Shares of Apollo (APOL), whose University of Phoenix is the largest for-profit educational institution, sank 23%, making it the biggest decliner on the S&P 500. The company cited mounting regulatory scrutiny and declining enrollment for pulling its forecast. Devry (DV) was the second-biggest decliner on the S&P 500, with its stock sinking nearly 17%.
For-profit education programs have been under intense pressure lately as the Department of Education works to establish stricter regulations that require the schools to better prepare their graduates for the workforce with "gainful employment" or risk the loss of federal student aid.
Meanwhile shares of Corinthian Colleges (COCO) plummeted 20%. ITT Educational Services (ESU), Bridgepoint Education Inc. (BPI) and Career Education Corp. (CECO), which owns brands including Le Cordon Bleu, plunged 15%. Shares of , Grand Canyon Education Inc. (LOPE) and Washington Post Co. (WPO, Fortune 500), which own Kaplan, also tumbled.
"While a majority of career colleges play a vital role in training our workforce to be globally competitive, some bad actors are saddling students with debt they cannot afford in exchange for degrees and certificates they cannot use," Education Secretary Arne Duncan said last month.

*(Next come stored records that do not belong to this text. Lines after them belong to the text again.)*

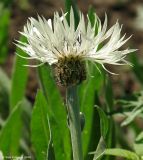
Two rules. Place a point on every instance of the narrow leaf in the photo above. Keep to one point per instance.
(19, 78)
(122, 153)
(10, 133)
(39, 127)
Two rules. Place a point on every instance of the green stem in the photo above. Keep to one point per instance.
(74, 122)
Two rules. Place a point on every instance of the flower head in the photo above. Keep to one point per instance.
(58, 43)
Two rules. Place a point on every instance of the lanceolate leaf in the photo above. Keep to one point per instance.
(39, 127)
(10, 133)
(100, 149)
(122, 153)
(103, 122)
(89, 97)
(19, 78)
(57, 114)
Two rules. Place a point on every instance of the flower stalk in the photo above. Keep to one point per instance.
(74, 122)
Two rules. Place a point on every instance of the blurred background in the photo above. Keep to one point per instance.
(14, 14)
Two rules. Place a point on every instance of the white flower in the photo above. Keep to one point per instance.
(50, 40)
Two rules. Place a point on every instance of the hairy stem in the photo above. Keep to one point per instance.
(74, 122)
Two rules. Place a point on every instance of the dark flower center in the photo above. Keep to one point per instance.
(70, 71)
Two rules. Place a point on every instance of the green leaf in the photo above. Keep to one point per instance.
(138, 145)
(19, 78)
(39, 127)
(92, 120)
(109, 94)
(103, 122)
(4, 24)
(100, 149)
(10, 133)
(4, 81)
(57, 114)
(137, 68)
(122, 153)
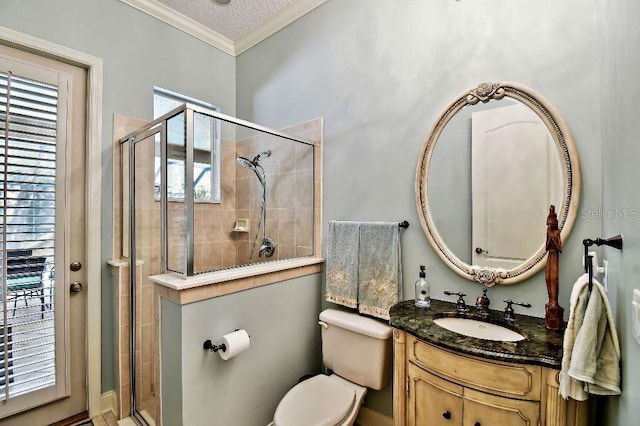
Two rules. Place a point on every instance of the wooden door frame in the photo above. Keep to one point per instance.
(93, 181)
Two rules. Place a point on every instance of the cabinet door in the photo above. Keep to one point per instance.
(481, 409)
(432, 401)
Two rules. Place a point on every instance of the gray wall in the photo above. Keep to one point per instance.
(380, 73)
(138, 52)
(282, 321)
(620, 61)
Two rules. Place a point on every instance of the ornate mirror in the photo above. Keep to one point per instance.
(493, 163)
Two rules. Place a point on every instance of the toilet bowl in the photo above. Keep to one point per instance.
(358, 351)
(320, 401)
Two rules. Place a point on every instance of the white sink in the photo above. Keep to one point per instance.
(479, 329)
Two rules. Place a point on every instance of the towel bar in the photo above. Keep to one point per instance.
(615, 242)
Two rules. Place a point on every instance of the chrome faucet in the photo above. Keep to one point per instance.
(461, 306)
(482, 303)
(509, 313)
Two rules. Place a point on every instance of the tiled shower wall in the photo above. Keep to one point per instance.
(290, 178)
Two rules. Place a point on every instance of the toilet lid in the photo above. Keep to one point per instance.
(318, 401)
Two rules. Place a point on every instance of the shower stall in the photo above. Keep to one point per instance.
(201, 192)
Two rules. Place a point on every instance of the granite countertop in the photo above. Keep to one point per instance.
(540, 346)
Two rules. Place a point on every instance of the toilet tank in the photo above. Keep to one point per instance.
(357, 348)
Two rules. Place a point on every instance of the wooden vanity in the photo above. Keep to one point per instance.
(443, 378)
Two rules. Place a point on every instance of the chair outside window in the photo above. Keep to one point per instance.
(24, 277)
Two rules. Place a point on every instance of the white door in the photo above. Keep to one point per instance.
(510, 199)
(42, 177)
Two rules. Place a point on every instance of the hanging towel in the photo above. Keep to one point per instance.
(343, 242)
(379, 268)
(591, 351)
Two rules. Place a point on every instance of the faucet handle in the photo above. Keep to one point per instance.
(461, 306)
(482, 303)
(509, 313)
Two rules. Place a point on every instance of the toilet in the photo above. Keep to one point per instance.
(358, 350)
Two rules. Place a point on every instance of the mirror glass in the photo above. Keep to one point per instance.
(488, 173)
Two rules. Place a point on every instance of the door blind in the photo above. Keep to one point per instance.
(28, 127)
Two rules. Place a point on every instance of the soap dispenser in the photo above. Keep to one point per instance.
(423, 290)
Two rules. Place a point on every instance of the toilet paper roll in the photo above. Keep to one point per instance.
(235, 343)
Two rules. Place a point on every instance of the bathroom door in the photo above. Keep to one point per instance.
(42, 243)
(515, 177)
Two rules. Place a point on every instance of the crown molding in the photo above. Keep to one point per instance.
(183, 23)
(199, 31)
(276, 23)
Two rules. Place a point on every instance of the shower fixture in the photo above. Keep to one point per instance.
(268, 246)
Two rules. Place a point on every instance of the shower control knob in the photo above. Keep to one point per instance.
(75, 287)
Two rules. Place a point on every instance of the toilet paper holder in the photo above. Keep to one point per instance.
(208, 344)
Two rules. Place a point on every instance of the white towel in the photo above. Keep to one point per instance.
(591, 351)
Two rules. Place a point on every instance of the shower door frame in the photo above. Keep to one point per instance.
(154, 127)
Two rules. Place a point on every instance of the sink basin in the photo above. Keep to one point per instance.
(479, 329)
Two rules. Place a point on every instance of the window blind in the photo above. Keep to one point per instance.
(28, 124)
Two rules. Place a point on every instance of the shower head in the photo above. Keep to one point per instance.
(257, 158)
(245, 162)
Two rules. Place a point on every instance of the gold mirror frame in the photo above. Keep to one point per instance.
(571, 180)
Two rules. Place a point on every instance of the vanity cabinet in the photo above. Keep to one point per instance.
(435, 386)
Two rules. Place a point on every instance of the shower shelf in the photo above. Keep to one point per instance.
(242, 225)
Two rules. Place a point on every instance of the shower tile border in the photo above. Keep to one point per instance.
(216, 284)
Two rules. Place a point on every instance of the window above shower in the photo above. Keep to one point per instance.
(206, 151)
(268, 204)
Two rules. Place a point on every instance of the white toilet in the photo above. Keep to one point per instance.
(359, 352)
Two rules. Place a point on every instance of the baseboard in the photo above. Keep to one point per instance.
(109, 402)
(367, 417)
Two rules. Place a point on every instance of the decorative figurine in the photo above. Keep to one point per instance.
(553, 318)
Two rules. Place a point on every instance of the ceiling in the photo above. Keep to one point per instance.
(232, 27)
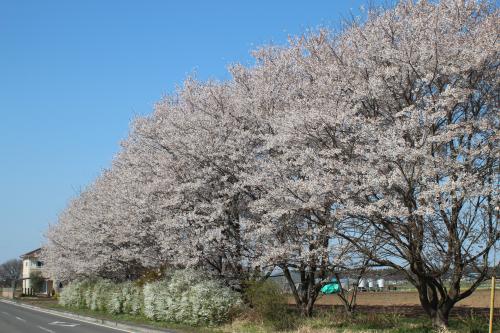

Apollo released its fiscal-fourth quarter results late Wednesday. Both profit and revenue barely nudged ahead of analyst estimates. At the same time, the company invalidated its previously reported guidance for "high-single digit" revenue growth and "flat" operating income in fiscal 2011.
The company blamed an "uncertain regulatory environment," adding that the increased scrutiny has led to "heightened media attention, much of which has portrayed the sector in a negative light."
Apollo also said that drop in new enrollment at the University of Phoenix is expected to accelerate in the upcoming quarter.
Apollo added that the school is developing strategies designed to enroll students who have a "greater likelihood to succeed" in its programs.
"The entire for-profit education industry is going through a major transition in its business model, and Apollo is trying to be proactive by making changes instead of waiting before they become necessary," said Arvind Bhatia, analyst at Sterne, Agee & Leach. "That will force the other industry players to follow suit. It will be a painful process for the company earnings and for investors, but it has to be done sooner or later."
Though it could take years for schools to change their practices so they are compliant with government rules and reset their earnings, Bhatia said the stocks will become attractive again once they are able to start with a clean slate.